[talk] Embargo/Foundation questions, Intel CPU/speculation bugs

Isaac (.ike) Levy ike at blackskyresearch.net
Sun Jun 17 15:59:01 EDT 2018


Hi All,

I'm sure folks have been tuned in to the fragmented security news of the week: Intel and more speculative execution security flaws.  (If not, check the URL footnotes below).

With that, questions for list, genuinely looking for some logical answers in favor of the NDA/embargo on critical fixes we've seen in recent months:

- What do folks think about these Intel NDA-covered embargo, (or any vendor for that matter)?
The embargoed information really doesn't seem to be doing us all any good at all here as users.
I'd really love to hear any constructive reasons why the NDA's are necessary or good for any project developement?!  How does this help the world?

- Specific to FreeBSD, and the Foundation: I've been a huge fan of the FreeBSD foundation since it's inception.  To separate assets from the FreeBSD codebase was certainly born in the SCO era, with the the USL vs. BSDi era in mind, etc... this part of the mission of the Foundation has always made a lot of sense to me- separating legal assets from the codebase for the longevity of the codebase itself.  The Foundation has done some excellent work, from handling donations, coordinating conference attendance, project grants, developer hardware and donations- and of course supporting the amazing RELENG work as a J.O.B. job for Glen Barber (et. al.).  This has produced amazing things for FreeBSD.

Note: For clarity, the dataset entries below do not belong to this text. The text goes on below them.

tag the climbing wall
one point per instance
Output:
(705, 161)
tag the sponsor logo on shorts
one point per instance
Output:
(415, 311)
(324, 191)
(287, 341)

Yet, what are the *boundaries* of the mission of the FreeBSD foundation?
Does the foundation even facilitate vendor relationships and shepherd NDA's for developers, or am I just totally mistaken here?
I mean, a while back they were becomming involved with humanitarian projects- wonderful stuff, but not what I donate to the FreeBSD Foundation for- and certainly quite a deviation from strategically shepherding the legalities of NDA's with Intel.
These days, I see a lot of great press stuff on the Foundation site, but I don't see any clear "here is why we help sign NDA's with Intel."  I can't even find mention of "NDA" on the Foundation site.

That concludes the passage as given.